Last week I read David Bills' (our chief reliability strategist) post Data Center Knowledge. David is responsible for the broad evangelism of the company’s online service reliability programs. His latest item is a follow on to his posts articles “Designing
for Dependability in the Cloud
” and Microsoft’s Journey: Solving Cloud Reliability With Software.

"In part three, I discuss the cultural shift and evolving engineering principles Microsoft is using to help improve the dependability of the services we offer and help customers realize the full potential of the cloud."

David highlights the importance of identifying as many potential failure conditions as possible in advance in the service design phase, so we can map out how the service should react when the unexpected occurs. (So really, it's expected, if you've mapped out the different potential issues far enough.)

"Many services teams employ fault modeling (FMA) and root cause analysis (RCA) to help them improve the reliability of their services and to help prevent faults from recurring. It’s my opinion that these are necessary but insufficient. Instead, the design team should adopt failure mode and effects analysis (FMEA) to help ensure a more effective outcome.

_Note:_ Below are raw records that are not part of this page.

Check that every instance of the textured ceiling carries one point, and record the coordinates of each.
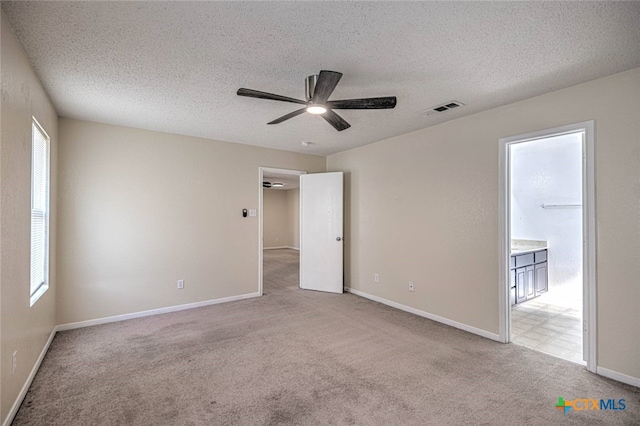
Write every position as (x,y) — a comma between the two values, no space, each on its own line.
(175,66)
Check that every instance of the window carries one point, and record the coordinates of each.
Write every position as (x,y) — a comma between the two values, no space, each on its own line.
(39,275)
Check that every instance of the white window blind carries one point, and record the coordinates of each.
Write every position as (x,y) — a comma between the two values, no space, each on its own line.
(39,212)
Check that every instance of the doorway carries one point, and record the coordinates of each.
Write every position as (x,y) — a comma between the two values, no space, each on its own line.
(279,227)
(547,242)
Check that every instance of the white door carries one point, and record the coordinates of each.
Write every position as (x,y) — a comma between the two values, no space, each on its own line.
(321,217)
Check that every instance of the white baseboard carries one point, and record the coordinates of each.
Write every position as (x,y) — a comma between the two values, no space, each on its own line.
(630,380)
(427,315)
(116,318)
(280,247)
(25,388)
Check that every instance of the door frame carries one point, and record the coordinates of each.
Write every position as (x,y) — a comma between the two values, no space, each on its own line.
(261,172)
(588,232)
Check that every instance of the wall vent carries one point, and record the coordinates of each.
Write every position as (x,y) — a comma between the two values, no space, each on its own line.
(443,108)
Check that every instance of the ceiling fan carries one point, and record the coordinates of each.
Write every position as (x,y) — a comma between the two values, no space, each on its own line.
(318,89)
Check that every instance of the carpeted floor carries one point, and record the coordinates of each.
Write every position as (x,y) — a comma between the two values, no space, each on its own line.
(305,358)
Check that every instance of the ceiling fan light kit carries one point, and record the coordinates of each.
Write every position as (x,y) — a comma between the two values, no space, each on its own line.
(318,88)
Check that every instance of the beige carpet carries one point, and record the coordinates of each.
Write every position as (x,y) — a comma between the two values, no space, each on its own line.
(304,358)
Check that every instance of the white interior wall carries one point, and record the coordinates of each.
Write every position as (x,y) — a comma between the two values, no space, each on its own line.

"FMA refers to a repeatable design process that is intended to identify and mitigate faults in the service design. RCA consists of identifying the factors that resulted in the nature, magnitude, location, and timing of harmful outcomes. The primary benefits of FMEA, a holistic, end-to-end methodology, include the comprehensive mapping of failure points and failure modes, which results in a prioritized list of engineering investments to mitigate known failures."

FMEA-Key-Step

Akin to our work in scenario focused engineering, groups should look at the entire infrastructure, from the hardware and software we use to run our datacenters, along with the infrastructure and wetware we use to power them, to components in out cloud offerings.

Worth a quick read.